As expected, CDS and corporate bond spreads are widening, with spreads doubling in many cases. In the CDS markets, yesterday’s early quiet appears to have been replaced by heavy activity to cover positions and determine exposure to AIG, Lehman, and the failed GSE’s. The rollover of indexes has been postponed because of uncertainty over pricing.  Overnight dollar libor rose to a massive 6 percent at one point yesterday, three times the Fed’s target rate. The Fed’s response was an injection of 70 billions. In both Europe and the US there is great difficulty in pricing everything from short term liquidity, to corporate debt.

In the rest of the world, Bank of Indonesia and People’s Bank of China have both reduced rates this week. More are expected to follow, but the wisdom of this choice is not entirely clear. What happened to Korea’s won recently is a good reminder that confidence in emerging markets is fading rapidly, as general risk aversion is extracting liquidity and threatening financial stability. Lower interest rates will probably lead to an acceleration of investors’ and speculators’ flight from these markets.

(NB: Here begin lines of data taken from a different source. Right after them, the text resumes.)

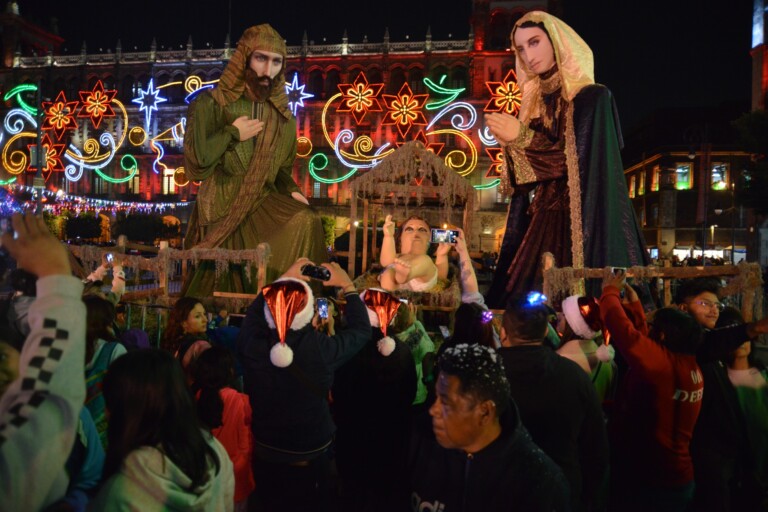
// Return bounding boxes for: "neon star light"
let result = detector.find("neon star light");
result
[77,80,117,129]
[381,83,429,138]
[483,69,523,116]
[285,73,315,117]
[131,79,168,131]
[27,133,64,172]
[42,91,80,139]
[336,73,384,124]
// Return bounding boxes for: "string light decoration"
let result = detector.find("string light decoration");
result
[336,72,384,124]
[42,91,80,140]
[381,83,429,138]
[0,72,504,190]
[6,185,193,214]
[77,80,117,129]
[483,69,523,116]
[285,73,315,117]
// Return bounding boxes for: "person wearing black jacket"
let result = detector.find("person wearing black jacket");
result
[498,297,608,511]
[237,258,371,512]
[409,344,570,512]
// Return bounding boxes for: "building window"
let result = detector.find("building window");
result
[712,163,728,190]
[93,176,109,195]
[312,181,328,198]
[128,172,139,194]
[651,165,661,192]
[675,163,693,190]
[163,169,176,194]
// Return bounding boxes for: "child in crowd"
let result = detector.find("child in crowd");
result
[83,295,127,448]
[162,297,211,376]
[193,346,255,512]
[93,349,235,511]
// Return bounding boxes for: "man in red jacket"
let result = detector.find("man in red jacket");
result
[600,272,704,512]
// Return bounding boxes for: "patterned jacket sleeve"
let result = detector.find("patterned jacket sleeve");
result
[0,275,85,510]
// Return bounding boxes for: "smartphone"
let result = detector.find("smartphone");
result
[430,228,459,244]
[315,297,328,320]
[301,263,331,281]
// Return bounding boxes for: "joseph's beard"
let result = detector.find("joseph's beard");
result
[245,69,275,102]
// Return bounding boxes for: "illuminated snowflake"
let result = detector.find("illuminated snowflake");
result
[131,80,168,128]
[285,73,315,117]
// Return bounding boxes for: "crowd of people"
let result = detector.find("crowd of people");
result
[0,11,768,512]
[0,210,768,512]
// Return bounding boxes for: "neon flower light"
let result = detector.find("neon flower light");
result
[43,91,80,139]
[27,133,64,172]
[381,83,429,138]
[131,79,168,131]
[77,80,117,129]
[483,69,523,116]
[285,73,315,117]
[336,73,384,124]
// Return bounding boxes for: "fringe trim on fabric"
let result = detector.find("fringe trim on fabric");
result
[565,102,584,274]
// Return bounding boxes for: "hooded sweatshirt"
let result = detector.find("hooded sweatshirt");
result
[92,433,235,512]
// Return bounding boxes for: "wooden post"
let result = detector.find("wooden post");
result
[347,197,357,279]
[371,207,379,263]
[360,199,368,274]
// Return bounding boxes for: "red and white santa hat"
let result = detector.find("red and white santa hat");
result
[562,295,615,362]
[360,288,402,357]
[262,277,315,368]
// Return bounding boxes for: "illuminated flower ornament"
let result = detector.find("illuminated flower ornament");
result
[381,83,429,138]
[285,73,315,117]
[77,80,117,128]
[27,133,64,172]
[43,91,80,139]
[336,73,384,124]
[483,69,523,116]
[131,80,168,130]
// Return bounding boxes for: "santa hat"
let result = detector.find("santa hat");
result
[563,295,616,362]
[262,277,315,368]
[360,288,402,357]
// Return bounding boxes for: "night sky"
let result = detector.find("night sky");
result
[27,0,752,134]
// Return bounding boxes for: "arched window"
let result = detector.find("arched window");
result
[325,68,341,99]
[307,69,325,100]
[408,68,427,94]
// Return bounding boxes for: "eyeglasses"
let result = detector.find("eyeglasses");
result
[691,300,725,311]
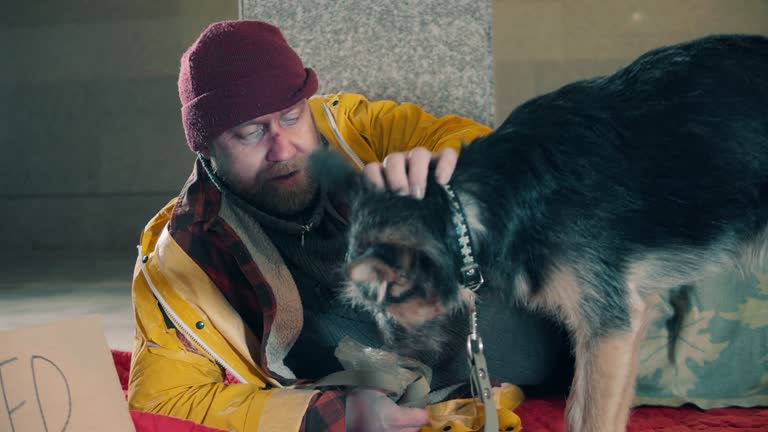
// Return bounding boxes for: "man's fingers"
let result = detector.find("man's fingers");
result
[435,148,459,184]
[384,153,410,195]
[363,162,385,190]
[408,147,432,199]
[386,407,429,432]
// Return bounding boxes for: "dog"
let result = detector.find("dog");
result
[310,35,768,432]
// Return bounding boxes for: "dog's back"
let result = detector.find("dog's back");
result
[456,35,768,290]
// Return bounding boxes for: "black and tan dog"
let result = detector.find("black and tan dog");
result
[312,35,768,432]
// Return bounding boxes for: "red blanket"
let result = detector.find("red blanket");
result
[112,351,768,432]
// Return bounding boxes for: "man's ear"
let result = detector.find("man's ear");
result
[307,149,366,199]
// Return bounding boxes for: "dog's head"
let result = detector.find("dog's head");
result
[310,152,462,328]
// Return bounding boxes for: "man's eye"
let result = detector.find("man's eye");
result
[239,127,264,142]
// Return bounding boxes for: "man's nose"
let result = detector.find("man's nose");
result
[267,127,296,162]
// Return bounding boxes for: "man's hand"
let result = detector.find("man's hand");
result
[363,147,458,199]
[346,388,429,432]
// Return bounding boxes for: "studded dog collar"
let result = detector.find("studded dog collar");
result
[443,184,484,291]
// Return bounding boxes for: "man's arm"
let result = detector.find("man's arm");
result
[351,98,491,198]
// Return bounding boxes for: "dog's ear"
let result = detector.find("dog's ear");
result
[308,149,366,199]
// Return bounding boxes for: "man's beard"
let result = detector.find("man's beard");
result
[215,159,319,216]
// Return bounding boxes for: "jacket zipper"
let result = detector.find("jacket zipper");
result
[138,246,248,384]
[301,223,314,247]
[323,103,365,169]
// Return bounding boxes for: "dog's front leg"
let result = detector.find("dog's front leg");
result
[566,296,645,432]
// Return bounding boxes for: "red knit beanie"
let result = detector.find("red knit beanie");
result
[179,20,317,151]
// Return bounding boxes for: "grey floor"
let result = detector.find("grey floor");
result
[0,252,134,350]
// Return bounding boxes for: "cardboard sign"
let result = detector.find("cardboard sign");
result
[0,316,134,432]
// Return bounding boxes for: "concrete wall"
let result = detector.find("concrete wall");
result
[0,0,238,255]
[241,0,493,124]
[0,0,768,255]
[492,0,768,124]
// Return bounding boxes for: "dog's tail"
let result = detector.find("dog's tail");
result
[667,285,693,364]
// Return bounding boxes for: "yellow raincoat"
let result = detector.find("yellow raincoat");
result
[128,94,490,432]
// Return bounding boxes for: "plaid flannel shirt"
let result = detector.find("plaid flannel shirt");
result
[168,161,346,432]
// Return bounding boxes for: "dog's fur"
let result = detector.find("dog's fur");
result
[311,35,768,432]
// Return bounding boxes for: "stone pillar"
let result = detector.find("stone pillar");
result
[240,0,494,126]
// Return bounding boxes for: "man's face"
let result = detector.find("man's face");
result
[203,100,320,216]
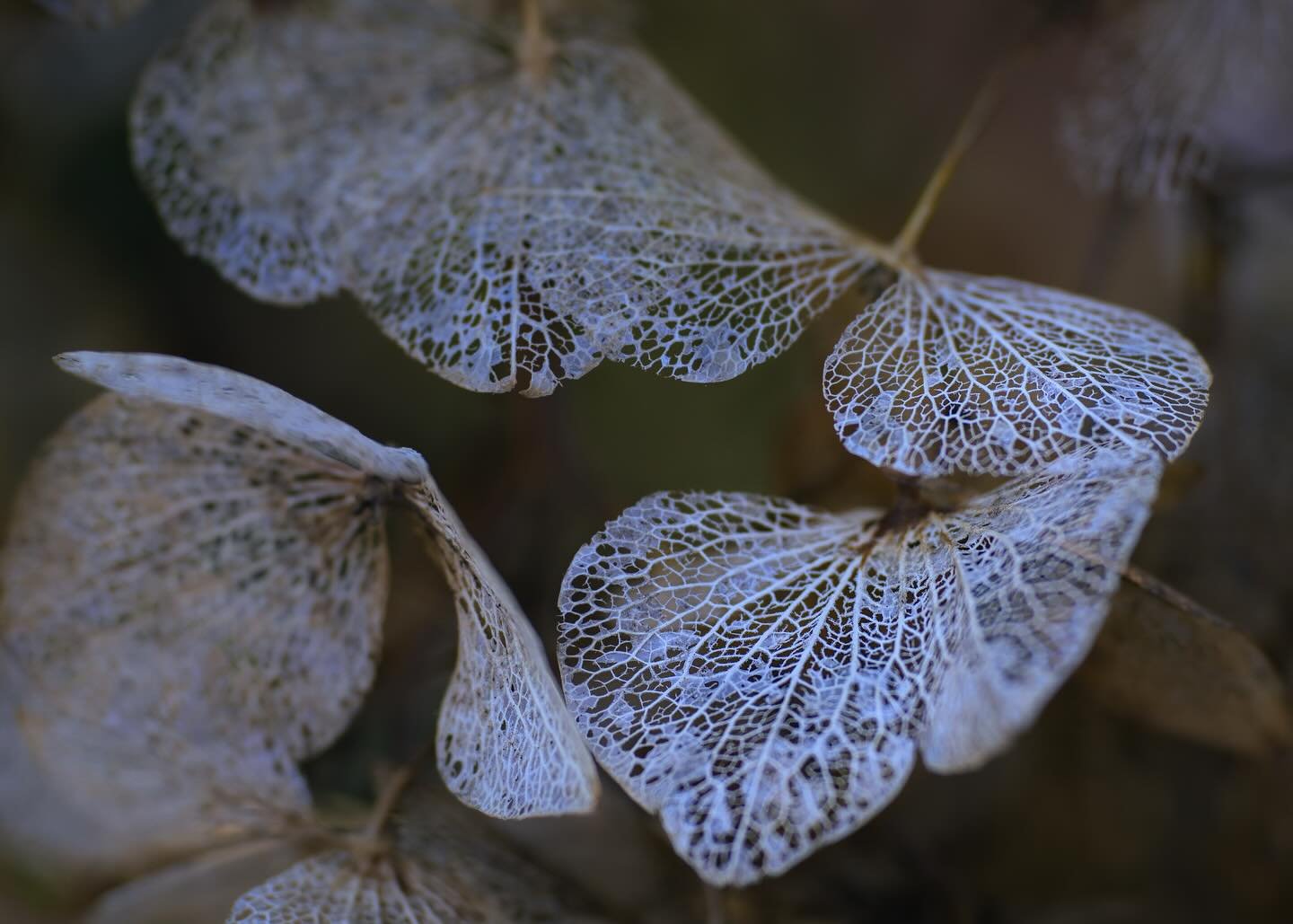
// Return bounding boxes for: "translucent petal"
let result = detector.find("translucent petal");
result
[560,459,1160,885]
[83,840,303,924]
[54,351,427,485]
[1078,589,1293,756]
[823,271,1211,477]
[0,394,388,866]
[412,478,599,818]
[0,395,388,759]
[1059,0,1293,199]
[229,803,603,924]
[133,0,870,394]
[0,650,311,882]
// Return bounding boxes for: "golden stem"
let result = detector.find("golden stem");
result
[893,56,1016,262]
[364,762,414,841]
[516,0,556,82]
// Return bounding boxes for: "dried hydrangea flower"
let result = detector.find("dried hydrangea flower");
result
[132,0,874,394]
[560,453,1161,885]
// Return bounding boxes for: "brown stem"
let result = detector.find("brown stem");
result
[516,0,556,83]
[893,56,1016,260]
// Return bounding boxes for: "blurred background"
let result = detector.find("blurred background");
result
[0,0,1293,924]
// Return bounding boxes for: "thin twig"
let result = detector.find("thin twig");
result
[893,54,1019,260]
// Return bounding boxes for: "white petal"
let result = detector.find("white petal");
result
[54,350,427,485]
[229,803,603,924]
[825,271,1211,477]
[132,0,872,394]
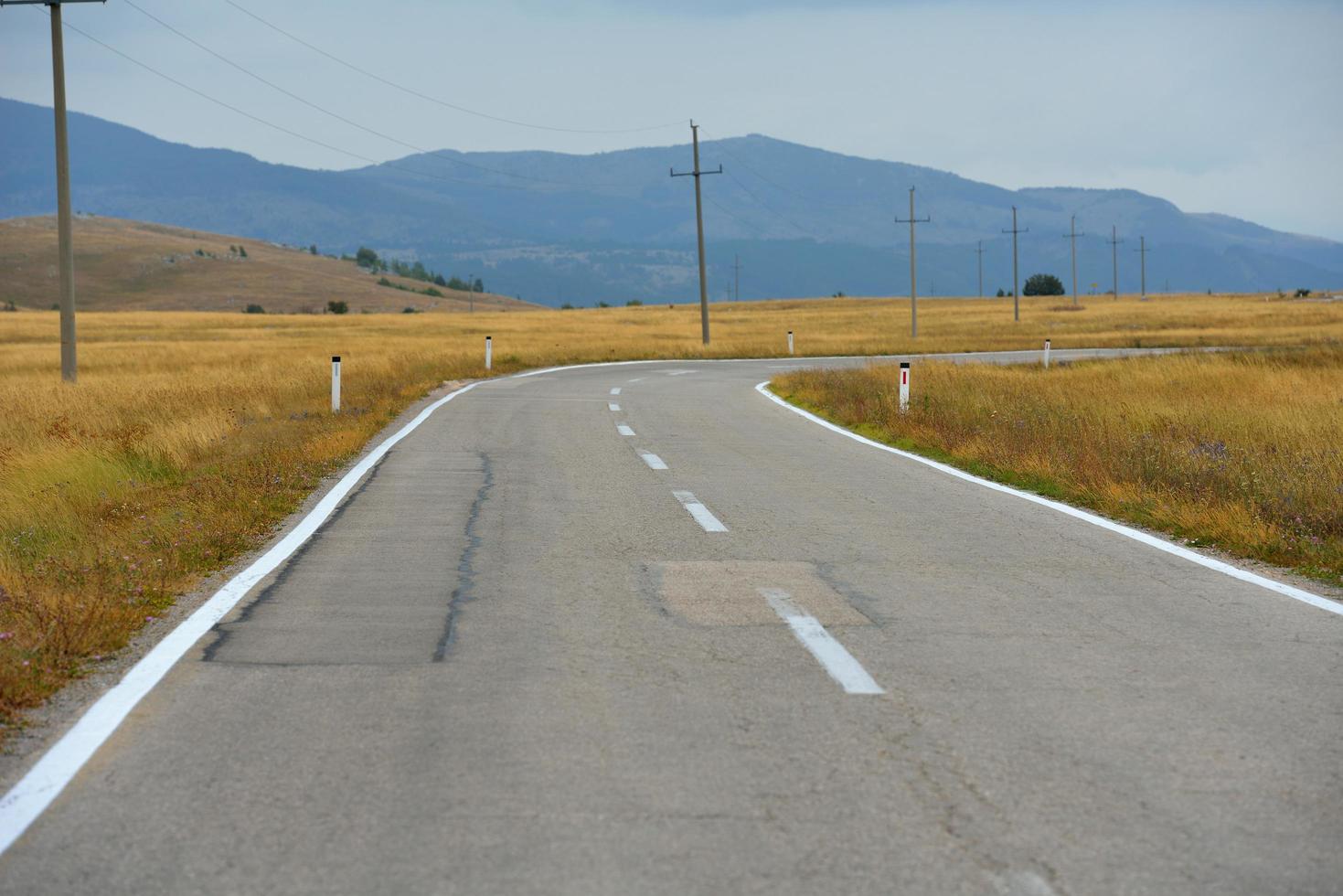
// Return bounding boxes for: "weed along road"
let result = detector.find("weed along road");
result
[0,350,1343,893]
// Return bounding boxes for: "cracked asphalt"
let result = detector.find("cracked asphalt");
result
[0,352,1343,895]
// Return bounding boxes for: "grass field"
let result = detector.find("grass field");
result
[0,215,535,315]
[773,344,1343,586]
[0,298,1343,722]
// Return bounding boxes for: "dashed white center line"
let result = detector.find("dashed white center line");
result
[758,589,887,693]
[672,492,728,532]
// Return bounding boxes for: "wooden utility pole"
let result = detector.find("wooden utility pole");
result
[672,121,722,346]
[1109,224,1124,298]
[1003,206,1030,321]
[1063,215,1086,305]
[896,187,932,338]
[975,240,985,298]
[1134,237,1148,303]
[0,0,105,383]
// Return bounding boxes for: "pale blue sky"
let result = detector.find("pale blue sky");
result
[0,0,1343,240]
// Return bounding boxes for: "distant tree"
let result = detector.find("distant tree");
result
[1020,274,1063,295]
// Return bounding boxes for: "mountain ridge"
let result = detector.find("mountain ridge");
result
[0,98,1343,304]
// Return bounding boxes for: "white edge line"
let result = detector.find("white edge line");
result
[756,380,1343,615]
[0,348,1267,856]
[758,589,887,695]
[0,380,484,854]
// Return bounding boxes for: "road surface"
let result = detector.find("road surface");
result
[0,360,1343,895]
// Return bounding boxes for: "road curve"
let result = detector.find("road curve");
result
[0,352,1343,895]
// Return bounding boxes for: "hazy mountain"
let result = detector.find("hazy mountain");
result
[0,100,1343,304]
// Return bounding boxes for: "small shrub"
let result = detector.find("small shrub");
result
[1020,274,1063,295]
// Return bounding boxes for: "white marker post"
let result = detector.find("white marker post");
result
[332,355,340,414]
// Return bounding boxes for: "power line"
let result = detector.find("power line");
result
[693,127,841,208]
[1063,215,1086,306]
[722,164,813,237]
[125,0,606,187]
[224,0,681,134]
[1003,206,1030,321]
[1108,224,1124,298]
[896,187,932,338]
[670,121,722,346]
[43,9,539,241]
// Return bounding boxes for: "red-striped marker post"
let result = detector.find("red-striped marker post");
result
[332,355,340,414]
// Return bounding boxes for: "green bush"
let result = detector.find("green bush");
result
[1020,274,1063,295]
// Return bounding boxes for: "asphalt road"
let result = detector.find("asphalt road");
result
[0,361,1343,895]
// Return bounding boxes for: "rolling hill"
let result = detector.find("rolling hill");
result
[0,214,530,315]
[0,100,1343,305]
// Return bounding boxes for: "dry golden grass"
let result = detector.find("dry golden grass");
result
[0,217,535,315]
[0,291,1343,720]
[775,344,1343,586]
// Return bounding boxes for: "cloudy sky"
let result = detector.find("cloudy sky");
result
[0,0,1343,240]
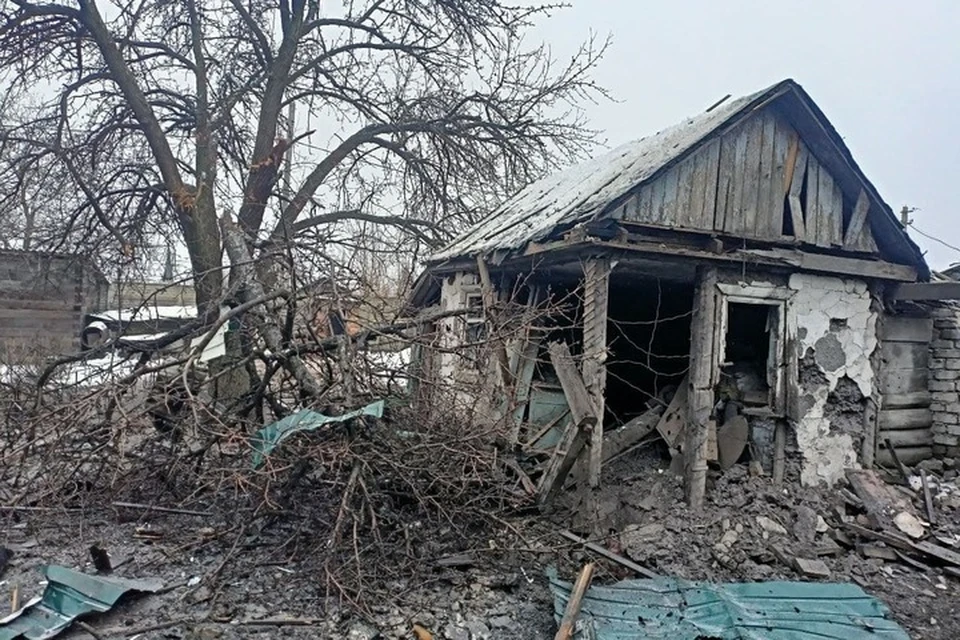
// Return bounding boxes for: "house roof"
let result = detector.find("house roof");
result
[429,80,929,278]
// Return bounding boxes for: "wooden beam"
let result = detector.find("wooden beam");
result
[843,188,870,249]
[557,530,660,578]
[890,281,960,300]
[548,342,599,427]
[683,267,718,509]
[581,258,610,488]
[554,562,595,640]
[733,249,917,282]
[524,239,917,282]
[477,256,516,396]
[539,342,597,505]
[783,134,807,242]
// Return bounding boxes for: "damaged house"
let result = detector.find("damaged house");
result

Taiwan’s government instructed its four major funds and state-owned banks to buy shares to help reverse the stock market’s 9 percent slump following Lehman Brothers Holdings Inc.’s bankruptcy filing yesterday, effectively nationalising a part of the economy. This is similar to Asian government response during the 1998 Russian and Asian financial crisis.

The Bank of Japan added a total of 2.5 trillion yen ($24 billion) to the financial system. Both the ECB and BoE will hold a second round of exceptional fine-tuning operations to ease tensions in the short term markets, among many others, from Norway to Australia.

This appears to be the turning point for the markets; the calm and complacency of the last year, the illusions that this issue was limited to financials, that there would be no contagion, seem to have disappeared with the speed of lightning. But this is how markets manage themselves.